Although they chose the songs and wrote the lyrics in advance, Pérez says, he and Elling prepared very little before the recording session. Pérez improvised many of his parts in the moment, inspired by Elling’s lyrics. “Kurt has such freedom with language,” Pérez says, “it’s like he creates a dance partner for me with his lyrics.”

Pérez’s “Beloved,” inspired by the Nobel Prize-winning writer Morrison’s blockbuster novel about the trauma of slavery, began as a composition for piano. Daunted by the task of writing a lyric based on such a complex and dark book, Elling was initially at a loss until Pérez suggested a text to Kurt: an 1857 work by the Abolitionist poet Frances Ellen Watkins Harper about a slave mother escaping with her four children. The poem, reportedly, was important source material for the novelist.

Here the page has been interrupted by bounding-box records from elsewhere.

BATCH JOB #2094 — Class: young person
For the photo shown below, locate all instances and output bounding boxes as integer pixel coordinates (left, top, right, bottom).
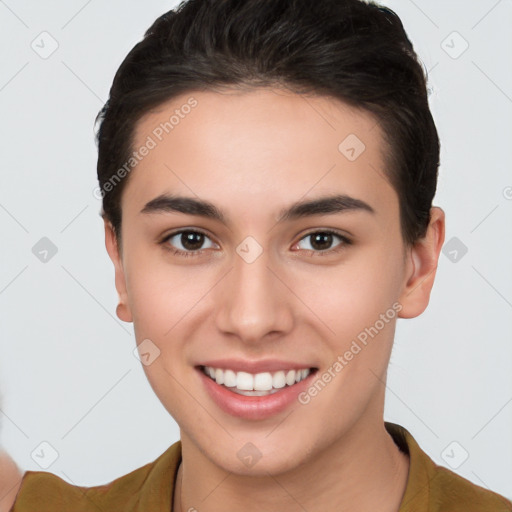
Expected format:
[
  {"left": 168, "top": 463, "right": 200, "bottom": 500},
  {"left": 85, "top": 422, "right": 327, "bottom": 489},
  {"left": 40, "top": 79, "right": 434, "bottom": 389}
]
[{"left": 4, "top": 0, "right": 512, "bottom": 512}]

“Once I heard the power of his words, it changed the way I played it,” Pérez says. “I like to play with the idea of bar lines, which is something we do with Wayne; he got it from Miles.” The singer and pianist adopted a rubato feel that captures the rhythms of speech, requiring the musicians to be in the moment and fully responsive to the singer and the lyrics. “When he sang it, it was easy for me to hear the spaces and where they belong.”

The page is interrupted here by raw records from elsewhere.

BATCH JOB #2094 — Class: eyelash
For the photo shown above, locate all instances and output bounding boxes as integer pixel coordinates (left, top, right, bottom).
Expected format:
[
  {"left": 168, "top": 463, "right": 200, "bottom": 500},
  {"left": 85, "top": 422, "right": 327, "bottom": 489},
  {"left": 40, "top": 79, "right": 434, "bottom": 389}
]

It’s not only Elling’s lyrics that inspire Pérez; it’s also the sound of his voice. “His sound makes me hear colors,” Pérez says. “His connection as a storyteller with the words and the rhymes are a total inspiration for me. You know, to go out of your comfort zone, like we do with Wayne, takes a lot of courage. I wanted to give Kurt a taste of what it’s like to be in Wayne’s quartet, to work with that feeling of opening doors. I’m grateful he had the courage to do that.”

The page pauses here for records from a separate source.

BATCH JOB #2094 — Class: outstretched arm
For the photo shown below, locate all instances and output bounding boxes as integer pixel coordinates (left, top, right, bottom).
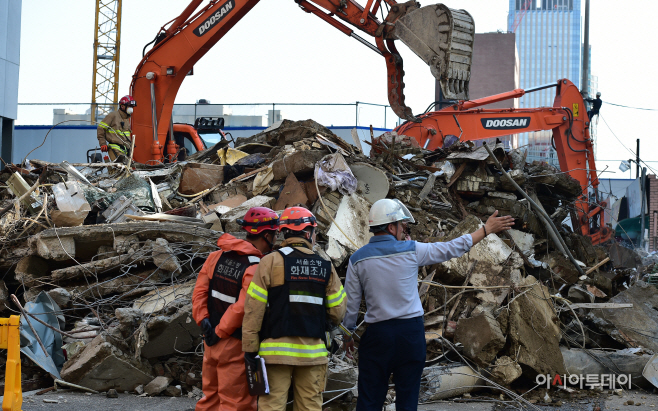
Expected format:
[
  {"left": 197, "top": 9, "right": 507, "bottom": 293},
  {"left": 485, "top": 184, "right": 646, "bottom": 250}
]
[{"left": 471, "top": 210, "right": 514, "bottom": 245}]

Secrets also includes “A Certain Continuum,” Elling’s lyric to Jaco Pastorius’ famed “Continuum,” and “Esperanto,” based on composer/arranger Vince Mendoza’s “Esperança.” “Jaco’s stuff is undersung,” Elling says. “The best instrumentalists, like Jaco, are singing when they play. When I hear Dexter Gordon in full flight, for example, man, I think he’s the greatest singer who ever lived. Man, I wish I could sing like that. When I write a lyric to one of Dexter’s solos [as he did with “Body and Soul” from Gordon’s Homecoming: Live at the Village Vanguard album], then I can sing like Dexter; I can at least approximate it.” Speaking of Mendoza, Elling says, “And Vince, man … if I could afford him, I’d have him arrange everything I do.”

Elling offers effusive praise for all the musicians on the record, singling out Pinheiro (on “Esperanto”) and Zenón (“Beloved”). “Chico is a very selfless musician,” Elling said. “Every room he walks into, he asks, how can I serve? And he delivers, too. I think that was the first take, and we were done. That brother deserves a medal.” Of Zenón, Elling said, “On the scale of intense MFs, he’s way over here! He’s a stallion, one of the top three guys in any platform. If he calls me for anything, the answer is ‘Yes, it will be an honor.'”

IF ELLING’S STANDARDS ARE sometimes impossibly high, his interest, ultimately, is in creating something deathless. His greatest admiration is for poets. “All of my lyrics have happened because there was an existing melody of some kind. Whereas, poetry stands alone in silence. Auden or Rumi or Rilke – we just see the words, and our life is changed! The words overrule everything and, in Rilke’s words, ‘you must change your life.'”

That’s the stuff that Elling wants to devote his life to. “It’s got nothing to do with commerce,” he says. “That’s what we’re here for. To play the stuff that you play, and say, what else could I possibly play? What choice did Pres have? And for the world to come after him like that! And here I sit in my privileged place in the Upper West Side, doing half the work that he did as a musician. All I can do is try to figure it out… Do it because you’ve fallen in love with it and don’t have any choice. There’s enough bullshit happening.”